Avoiding the pain of China’s housing crisis risks infecting the wider economy

  • The growing housing crisis threatens to spread like previous financial contagions and damage economies across the globe
  • Policymakers need to let poor performers suffer the consequences of bad bets while looking after solvent banks and enacting land and property reforms

History has shown that financial crises are often the story of either a housing bust or stock market collapse – or both. Think of the crash of 1929 that started as a Florida-driven housing boom-and-bust cycle and morphed into a stock market collapse that shook the United States and the world.

Or consider the 2008 global financial crisis, which started with complex derivatives in subprime mortgages and was rapidly transmitted from bank to bank and market to market as investor panic rose. In 2022, the latest iteration of a damaging housing price collapse is unfolding in China. It will be felt widely, slowing other economies and radiating outwards.
What started with US$300 billion in debt held by Evergrande is spreading quickly and dangerously as developer after developer defaults. The knock-on effects are real and growing. When builders default, they stop paying their suppliers, those companies fail to pay their workers and the lay-offs start.

With construction making a significant contribution to China’s economy, defaulting developers are just the beginning. With developers in trouble, investors and Chinese mortgage holders are losing confidence in firms and the country’s economic outlook.

Chinese borrowers are already revolting. Hundreds of thousands are refusing to pay their mortgages, worried they might never see their flats completed. Many buyers in China purchase flats before they are built, and the developer then uses the cash to complete the construction. Buyers are rightly alarmed that firms will go bust before the dwellings are complete.

07:21

Growing anger over China’s unfinished ‘rotten tail’ buildings: ‘We really need this home’

Growing anger over China’s unfinished ‘rotten tail’ buildings: ‘We really need this home’
Buyers today in mainland China are alarmed as they look at falling prices, which were down 0.9 per cent year on year in June across major cities. With as much as 70 per cent of Chinese wealth tied up in housing, price falls and a collapse in sentiment could be very bad news.

Research has demonstrated the key dynamic at play. Your house is a leveraged asset. As prices begin to fall, this magnifies owners’ losses and they can become “underwater”, owing more than the asset is worth.

Even where this does not happen, losses mount. Homeowners respond by cutting spending – what economists call the marginal propensity to consume – and the economy stalls as consumers pull back, shocked by housing losses. It is this slashing of consumer spending that creates the worst cascading effects, slowing the economy, shaking bank stability and viability.
What are Chinese regulators doing? The People’s Bank of China has announced a US$150 billion bailout of developers aimed at completing unfinished flats.

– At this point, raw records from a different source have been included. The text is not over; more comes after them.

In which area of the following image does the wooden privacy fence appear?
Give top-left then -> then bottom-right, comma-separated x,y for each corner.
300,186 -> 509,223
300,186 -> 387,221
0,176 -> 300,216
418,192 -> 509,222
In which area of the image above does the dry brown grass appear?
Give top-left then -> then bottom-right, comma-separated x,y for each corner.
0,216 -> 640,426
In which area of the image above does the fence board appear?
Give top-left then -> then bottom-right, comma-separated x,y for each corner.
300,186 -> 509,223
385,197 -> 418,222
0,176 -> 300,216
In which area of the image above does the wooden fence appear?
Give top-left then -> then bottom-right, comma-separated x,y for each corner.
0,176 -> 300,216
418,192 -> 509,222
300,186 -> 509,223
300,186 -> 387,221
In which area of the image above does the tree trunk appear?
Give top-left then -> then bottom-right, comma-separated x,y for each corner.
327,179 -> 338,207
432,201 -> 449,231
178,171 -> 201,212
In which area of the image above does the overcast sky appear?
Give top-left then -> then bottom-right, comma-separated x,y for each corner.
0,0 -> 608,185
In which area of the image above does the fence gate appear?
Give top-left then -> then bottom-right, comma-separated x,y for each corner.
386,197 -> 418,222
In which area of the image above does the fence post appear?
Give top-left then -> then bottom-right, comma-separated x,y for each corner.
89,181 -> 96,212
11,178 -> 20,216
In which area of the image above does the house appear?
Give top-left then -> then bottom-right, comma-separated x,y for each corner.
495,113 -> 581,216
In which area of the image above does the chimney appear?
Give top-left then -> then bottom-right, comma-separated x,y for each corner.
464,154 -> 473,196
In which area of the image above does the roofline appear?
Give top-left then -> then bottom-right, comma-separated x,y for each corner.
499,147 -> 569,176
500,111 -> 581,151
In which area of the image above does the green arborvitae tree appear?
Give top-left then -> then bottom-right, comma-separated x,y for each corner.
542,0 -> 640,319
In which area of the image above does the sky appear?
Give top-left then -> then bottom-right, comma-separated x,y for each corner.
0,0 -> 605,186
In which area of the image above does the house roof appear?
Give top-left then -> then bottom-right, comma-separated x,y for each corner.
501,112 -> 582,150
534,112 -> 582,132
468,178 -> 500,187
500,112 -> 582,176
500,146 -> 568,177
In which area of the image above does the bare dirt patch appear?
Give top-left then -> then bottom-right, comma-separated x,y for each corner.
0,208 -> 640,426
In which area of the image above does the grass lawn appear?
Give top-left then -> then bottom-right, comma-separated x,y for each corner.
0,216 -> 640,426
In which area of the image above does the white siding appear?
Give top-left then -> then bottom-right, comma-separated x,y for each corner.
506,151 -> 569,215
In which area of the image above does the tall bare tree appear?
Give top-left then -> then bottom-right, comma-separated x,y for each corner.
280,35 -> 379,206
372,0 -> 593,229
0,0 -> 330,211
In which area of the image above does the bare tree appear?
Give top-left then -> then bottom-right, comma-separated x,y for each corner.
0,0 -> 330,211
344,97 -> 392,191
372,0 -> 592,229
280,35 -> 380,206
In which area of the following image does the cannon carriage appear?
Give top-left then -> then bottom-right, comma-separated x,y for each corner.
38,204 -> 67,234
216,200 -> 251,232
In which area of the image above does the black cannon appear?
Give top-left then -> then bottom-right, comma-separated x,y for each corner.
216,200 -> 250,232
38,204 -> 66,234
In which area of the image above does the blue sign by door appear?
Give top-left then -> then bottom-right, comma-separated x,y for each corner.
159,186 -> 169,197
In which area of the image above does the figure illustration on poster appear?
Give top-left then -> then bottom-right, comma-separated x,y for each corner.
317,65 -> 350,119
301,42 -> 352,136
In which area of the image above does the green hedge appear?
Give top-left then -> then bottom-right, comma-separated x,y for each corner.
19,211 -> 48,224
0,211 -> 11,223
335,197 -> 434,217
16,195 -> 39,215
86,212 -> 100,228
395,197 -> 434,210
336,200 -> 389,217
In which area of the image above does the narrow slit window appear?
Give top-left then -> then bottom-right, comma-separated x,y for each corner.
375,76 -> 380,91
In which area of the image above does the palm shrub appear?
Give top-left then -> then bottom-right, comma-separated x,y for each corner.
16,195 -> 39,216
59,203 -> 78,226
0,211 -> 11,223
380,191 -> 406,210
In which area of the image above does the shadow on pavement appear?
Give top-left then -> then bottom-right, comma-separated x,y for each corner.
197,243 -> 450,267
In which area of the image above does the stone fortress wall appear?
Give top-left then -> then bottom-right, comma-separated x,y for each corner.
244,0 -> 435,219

But look a little deeper and it appears regulators are repurposing the “convoy” approach to bank bailouts pioneered by Japan in the 1990s. The central bank is forcing larger, more solvent banks to inject funds into failing developers and local banks. This is an effort to limit the damage and the costs to government.

Unfortunately, this might not be a good solution. By making good banks bail out failing local banks overburdened by bad real estate bets, China risks infecting stronger banks with the troubles of the weak. In Japan, the convoy system slowed lending by the remaining larger banks, and this adversely affected growth in the economy as whole.
China needs to avoid creating risk-averse banks that carry unwanted assets or, worse still, spawn zombie banks and firms that stagger on. This scenario could begin to play out in China. Instead of clarifying and stabilising, the convoy approach could slow recovery and spread the damaging effects.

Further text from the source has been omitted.